ISTOÉ – O sr. também foi para o fogão? Porque o
sr. também cozinha.
Frei Betto –
Nós competimos muito na cozinha, embora eu tenha o orgulho de ter introduzido o Lula na culinária. Me lembro do Fábio, filho dele, me vendo cozinhar na casa da família e dizendo assim: “mulherzinha, mulherzinha …” Na cabeça do menino, quem ia para a cozinha era a mulher. E, no entanto, o Lula se afeiçoou à culinária. Hoje é um bom cozinheiro, sobretudo quando faz carnes e massas.

ISTOÉ – Em recente artigo, o sr. escreveu que Lula jamais teve empregada doméstica…
Frei Betto –
Nunca tiveram. Todos os serviços dentro da casa são feitos pela família. Isso é um mérito da Marisa. Todos ajudam na cozinha, lavam prato, arrumam a cama, limpam o quarto, o banheiro e tal. Ela exige que todos eles – são todos homens –, lavem as suas cuecas e meias. Agora, quando tem um aniversário, quando a casa está muito cheia, a Marisa chama a Joana, que é uma irmã de criação dela, para ajudar. Às vezes outras pessoas da família também ajudam.

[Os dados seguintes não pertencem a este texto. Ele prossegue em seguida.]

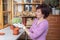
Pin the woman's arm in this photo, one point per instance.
(38, 31)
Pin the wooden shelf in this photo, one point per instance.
(6, 11)
(27, 3)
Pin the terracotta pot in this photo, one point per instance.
(16, 31)
(12, 27)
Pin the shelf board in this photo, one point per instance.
(6, 11)
(26, 3)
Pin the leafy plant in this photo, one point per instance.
(16, 20)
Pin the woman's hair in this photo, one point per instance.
(44, 9)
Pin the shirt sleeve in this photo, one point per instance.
(32, 25)
(39, 30)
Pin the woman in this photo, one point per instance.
(39, 27)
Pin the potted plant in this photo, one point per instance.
(57, 11)
(52, 4)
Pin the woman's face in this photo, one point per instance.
(39, 13)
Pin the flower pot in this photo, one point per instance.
(12, 27)
(16, 31)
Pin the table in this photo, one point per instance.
(9, 34)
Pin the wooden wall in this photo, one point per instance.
(54, 27)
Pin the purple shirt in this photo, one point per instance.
(38, 32)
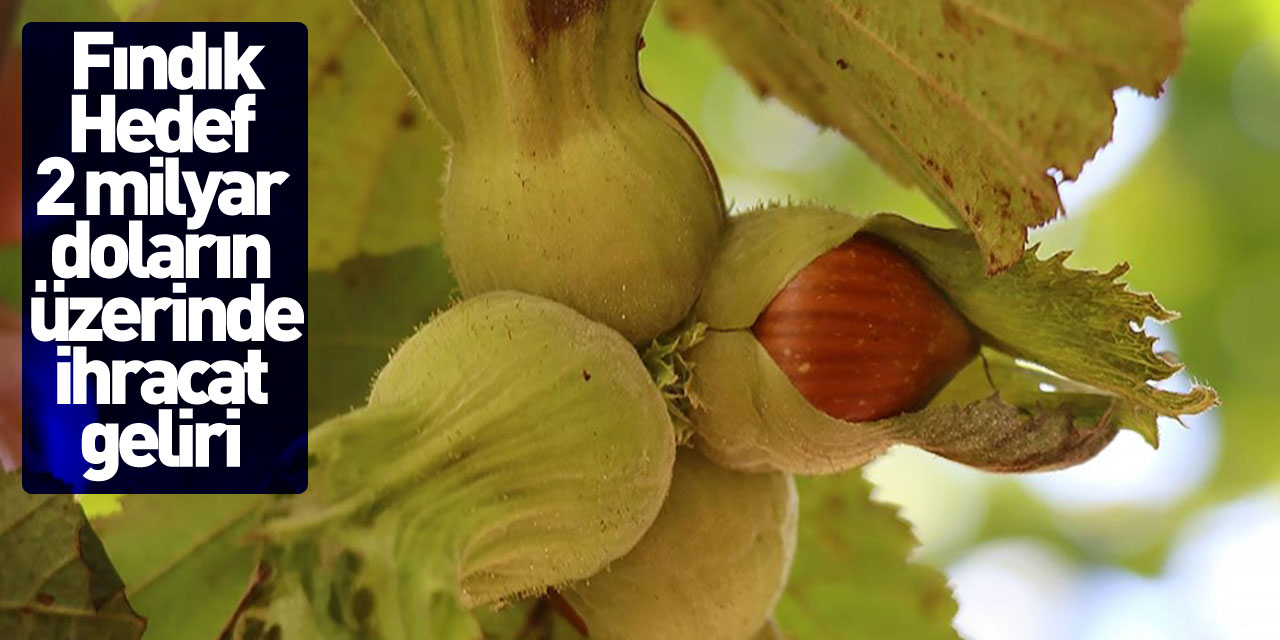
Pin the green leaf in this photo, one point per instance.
(10, 275)
(851, 579)
(186, 558)
(56, 580)
(1084, 325)
(972, 100)
(375, 160)
(1087, 373)
(359, 314)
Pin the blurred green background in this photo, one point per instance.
(1183, 543)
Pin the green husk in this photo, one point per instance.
(712, 566)
(508, 446)
(566, 178)
(1061, 366)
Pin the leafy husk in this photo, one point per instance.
(508, 446)
(1005, 412)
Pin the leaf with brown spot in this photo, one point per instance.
(56, 580)
(972, 100)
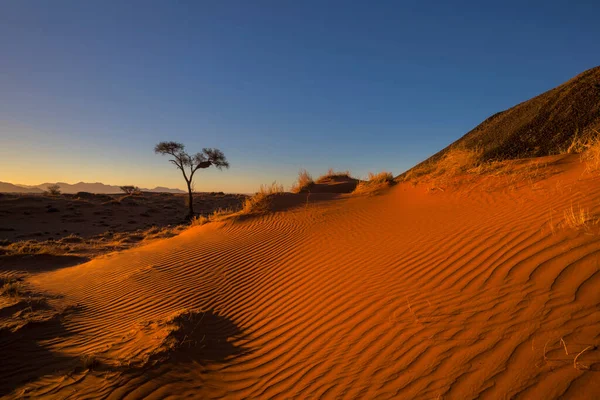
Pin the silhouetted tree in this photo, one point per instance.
(53, 190)
(190, 164)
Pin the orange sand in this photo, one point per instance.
(458, 294)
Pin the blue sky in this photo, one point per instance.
(87, 88)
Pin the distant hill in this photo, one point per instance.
(540, 126)
(10, 188)
(77, 187)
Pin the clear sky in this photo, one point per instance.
(87, 88)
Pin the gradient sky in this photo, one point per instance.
(87, 88)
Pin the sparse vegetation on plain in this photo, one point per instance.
(53, 190)
(577, 218)
(130, 189)
(188, 165)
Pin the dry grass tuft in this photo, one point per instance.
(199, 220)
(12, 288)
(459, 160)
(259, 203)
(455, 162)
(332, 174)
(375, 183)
(304, 182)
(577, 218)
(589, 149)
(591, 156)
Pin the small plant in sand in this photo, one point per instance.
(454, 162)
(199, 220)
(304, 182)
(375, 183)
(53, 190)
(577, 218)
(459, 160)
(130, 189)
(260, 201)
(11, 288)
(89, 361)
(332, 174)
(591, 155)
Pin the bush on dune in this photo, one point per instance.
(259, 203)
(375, 183)
(332, 174)
(303, 183)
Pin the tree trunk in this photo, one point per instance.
(190, 202)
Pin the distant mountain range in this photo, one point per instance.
(97, 187)
(541, 126)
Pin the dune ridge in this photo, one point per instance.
(460, 294)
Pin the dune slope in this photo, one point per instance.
(458, 294)
(540, 126)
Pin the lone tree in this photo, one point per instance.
(190, 164)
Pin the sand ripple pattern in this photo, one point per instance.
(405, 295)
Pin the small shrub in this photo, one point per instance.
(577, 218)
(53, 190)
(591, 155)
(72, 238)
(303, 183)
(261, 200)
(375, 183)
(12, 288)
(199, 220)
(89, 361)
(130, 189)
(458, 160)
(332, 174)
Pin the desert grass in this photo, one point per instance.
(11, 288)
(455, 162)
(458, 161)
(591, 155)
(332, 174)
(303, 183)
(375, 183)
(589, 149)
(577, 218)
(260, 201)
(74, 245)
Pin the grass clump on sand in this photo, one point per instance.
(303, 183)
(588, 148)
(458, 161)
(577, 218)
(375, 183)
(591, 155)
(332, 174)
(259, 203)
(455, 162)
(11, 288)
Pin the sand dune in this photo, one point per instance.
(459, 294)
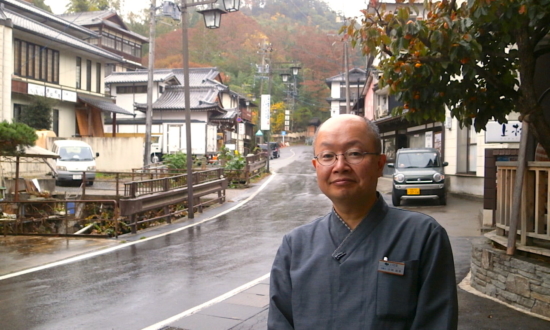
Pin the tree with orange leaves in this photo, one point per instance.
(477, 59)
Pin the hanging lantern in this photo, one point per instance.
(295, 70)
(285, 76)
(232, 5)
(212, 17)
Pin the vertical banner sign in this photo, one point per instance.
(265, 109)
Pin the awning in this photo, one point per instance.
(103, 104)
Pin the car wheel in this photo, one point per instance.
(395, 198)
(443, 199)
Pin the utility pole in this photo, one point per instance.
(346, 65)
(149, 112)
(265, 50)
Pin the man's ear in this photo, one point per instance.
(381, 162)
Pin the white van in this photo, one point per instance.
(75, 157)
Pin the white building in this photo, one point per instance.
(46, 56)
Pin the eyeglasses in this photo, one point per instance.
(352, 156)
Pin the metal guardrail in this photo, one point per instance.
(55, 217)
(138, 188)
(535, 200)
(136, 208)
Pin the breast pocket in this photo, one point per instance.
(396, 295)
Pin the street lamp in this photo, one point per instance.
(230, 5)
(212, 17)
(285, 76)
(169, 9)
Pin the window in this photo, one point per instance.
(131, 89)
(17, 57)
(467, 150)
(18, 110)
(118, 43)
(89, 75)
(55, 121)
(98, 77)
(78, 72)
(36, 62)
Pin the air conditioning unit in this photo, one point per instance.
(382, 111)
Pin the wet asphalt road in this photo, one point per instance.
(143, 284)
(140, 285)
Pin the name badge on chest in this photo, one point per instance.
(391, 267)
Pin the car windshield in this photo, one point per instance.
(418, 160)
(76, 154)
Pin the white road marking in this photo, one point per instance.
(123, 245)
(209, 303)
(467, 286)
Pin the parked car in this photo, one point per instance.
(418, 174)
(275, 151)
(75, 157)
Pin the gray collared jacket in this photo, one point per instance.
(327, 277)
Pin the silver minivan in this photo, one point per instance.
(75, 157)
(418, 174)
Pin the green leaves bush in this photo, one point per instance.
(14, 137)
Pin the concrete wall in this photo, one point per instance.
(115, 154)
(515, 280)
(6, 69)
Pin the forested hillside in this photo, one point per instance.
(304, 31)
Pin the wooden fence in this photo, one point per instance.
(534, 216)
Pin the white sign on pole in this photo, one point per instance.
(33, 89)
(241, 129)
(265, 109)
(503, 133)
(429, 139)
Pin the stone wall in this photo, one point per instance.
(516, 280)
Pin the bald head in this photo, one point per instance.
(344, 120)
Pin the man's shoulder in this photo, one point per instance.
(308, 229)
(411, 218)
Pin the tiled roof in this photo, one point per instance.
(103, 103)
(44, 31)
(229, 116)
(30, 10)
(197, 76)
(139, 76)
(88, 17)
(100, 17)
(173, 98)
(354, 75)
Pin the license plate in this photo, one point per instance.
(413, 191)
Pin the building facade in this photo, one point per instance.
(46, 56)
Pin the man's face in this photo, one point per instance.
(341, 181)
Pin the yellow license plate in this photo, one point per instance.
(413, 191)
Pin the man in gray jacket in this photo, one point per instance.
(364, 265)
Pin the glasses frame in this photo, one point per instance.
(364, 153)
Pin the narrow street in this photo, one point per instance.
(138, 285)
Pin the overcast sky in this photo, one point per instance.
(349, 8)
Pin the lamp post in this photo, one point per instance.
(291, 93)
(169, 9)
(212, 18)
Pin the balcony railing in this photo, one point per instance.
(534, 222)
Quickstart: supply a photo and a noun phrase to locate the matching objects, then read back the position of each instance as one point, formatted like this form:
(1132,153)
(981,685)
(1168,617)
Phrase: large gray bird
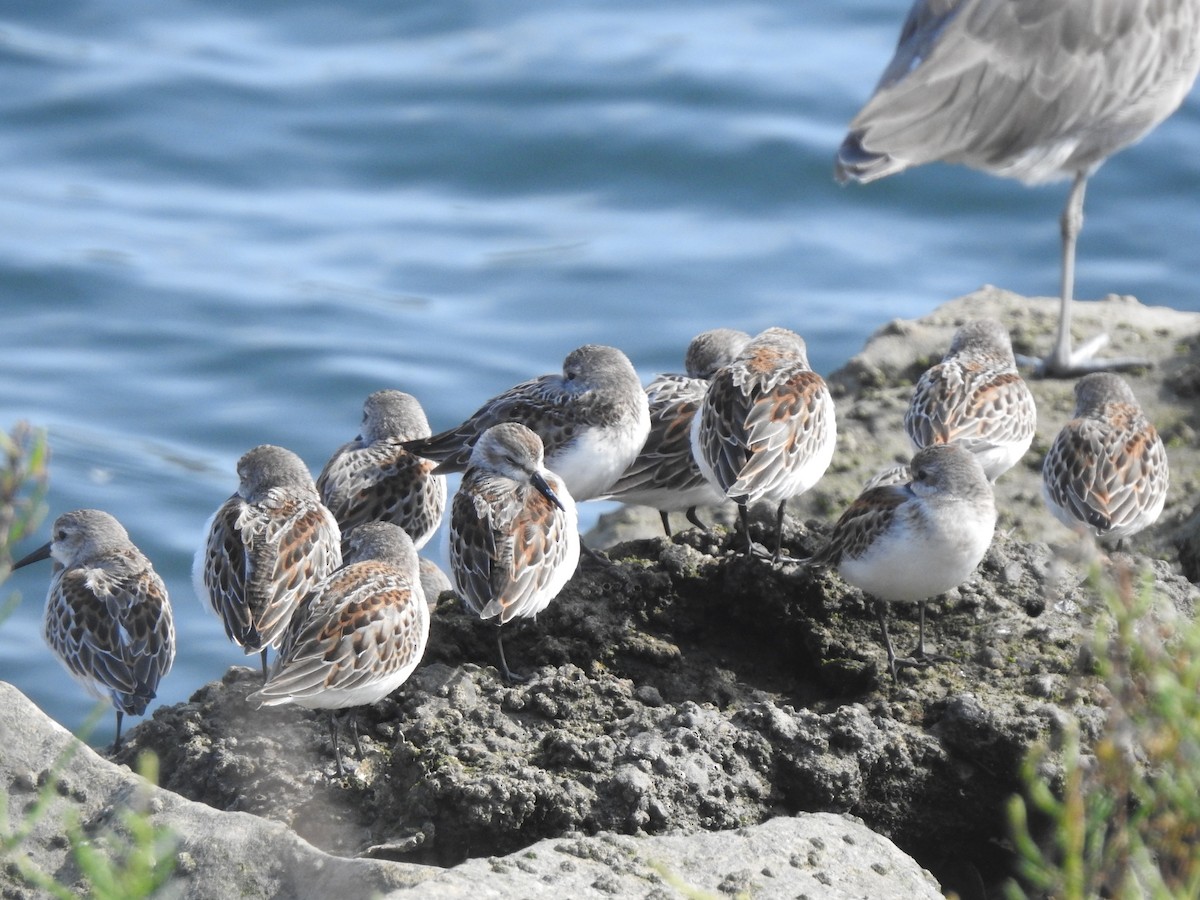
(1036,90)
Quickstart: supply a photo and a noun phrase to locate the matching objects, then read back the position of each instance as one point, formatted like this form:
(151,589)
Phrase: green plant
(23,481)
(1123,820)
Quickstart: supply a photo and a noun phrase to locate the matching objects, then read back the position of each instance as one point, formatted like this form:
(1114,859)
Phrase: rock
(817,856)
(222,855)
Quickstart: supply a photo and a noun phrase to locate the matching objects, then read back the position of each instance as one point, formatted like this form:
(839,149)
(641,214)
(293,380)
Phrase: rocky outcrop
(685,696)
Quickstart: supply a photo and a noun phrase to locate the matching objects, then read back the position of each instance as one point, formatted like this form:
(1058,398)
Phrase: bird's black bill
(540,483)
(37,556)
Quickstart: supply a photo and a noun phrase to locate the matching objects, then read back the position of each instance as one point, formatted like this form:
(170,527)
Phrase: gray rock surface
(225,855)
(221,855)
(819,856)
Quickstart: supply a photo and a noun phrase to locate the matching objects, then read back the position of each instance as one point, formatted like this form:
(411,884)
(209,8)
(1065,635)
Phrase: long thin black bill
(37,556)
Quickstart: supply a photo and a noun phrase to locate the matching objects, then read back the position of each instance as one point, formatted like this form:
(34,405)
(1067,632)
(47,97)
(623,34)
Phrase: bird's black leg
(881,610)
(1062,361)
(505,672)
(337,748)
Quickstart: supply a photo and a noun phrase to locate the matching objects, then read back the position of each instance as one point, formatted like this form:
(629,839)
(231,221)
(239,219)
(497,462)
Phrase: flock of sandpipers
(325,573)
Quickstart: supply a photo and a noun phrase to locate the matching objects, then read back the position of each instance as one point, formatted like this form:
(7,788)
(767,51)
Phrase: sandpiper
(514,532)
(107,617)
(912,541)
(265,547)
(1107,471)
(766,427)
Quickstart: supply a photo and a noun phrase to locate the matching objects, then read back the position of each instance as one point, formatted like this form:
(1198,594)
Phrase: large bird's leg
(1063,361)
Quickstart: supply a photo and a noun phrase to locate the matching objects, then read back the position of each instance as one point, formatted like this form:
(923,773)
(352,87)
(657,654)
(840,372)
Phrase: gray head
(81,535)
(435,582)
(774,347)
(394,414)
(1096,391)
(514,451)
(713,349)
(384,541)
(595,366)
(269,466)
(948,469)
(985,337)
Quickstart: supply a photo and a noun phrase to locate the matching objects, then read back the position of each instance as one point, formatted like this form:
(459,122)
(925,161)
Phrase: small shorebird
(375,479)
(1037,91)
(107,615)
(514,532)
(766,427)
(1107,471)
(665,474)
(360,633)
(976,399)
(904,543)
(593,420)
(265,547)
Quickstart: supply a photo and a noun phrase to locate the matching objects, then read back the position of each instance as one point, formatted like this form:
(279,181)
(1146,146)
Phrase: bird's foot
(1067,363)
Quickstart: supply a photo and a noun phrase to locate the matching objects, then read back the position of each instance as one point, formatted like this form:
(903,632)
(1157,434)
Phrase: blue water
(226,223)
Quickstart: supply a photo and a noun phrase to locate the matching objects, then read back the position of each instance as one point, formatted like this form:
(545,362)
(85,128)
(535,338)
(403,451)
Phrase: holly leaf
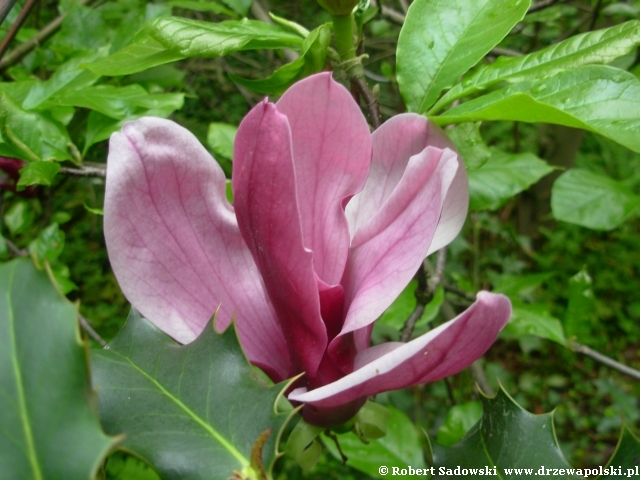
(49,428)
(193,411)
(507,437)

ISTOÉ – É tão difícil colocar homem para trabalhar…
Frei Betto –
Mas a Marisa coloca… Até o Lula.

ISTOÉ – O Lula tem de lavar as meias e as cuecas dele?
Frei Betto –
Tem. Não vou dizer que neste período eleitoral tenha feito isso, mas que fora deste período, no cotidiano, eu vi, eu vi. E várias vezes eu viajei com o Lula, pelo Brasil e pelo Exterior, e ele lavava.

ISTOÉ – O fato de a família Lula não ter empregada doméstica é um modelo a ser seguido?
Frei Betto –
Por um lado, é significativo. Por outro, com este desemprego, espero que as famílias que podem pagar empregadas domésticas não abdiquem delas, desde que tratando-as de acordo
com a lei e com a dignidade.

ISTOÉ – Em 1980, quando Lula dormiu no chão da sala de seus pais, o sr. imaginava que ele um dia seria eleito presidente?
Frei Betto –
Não imaginava mesmo. Aquele era um momento de ditadura militar. Depois de tudo o que presenciei, depois de duas prisões, uma delas de quatro anos, eu, mineiramente, tinha dúvidas de que o Brasil ainda iria caminhar para a democracia.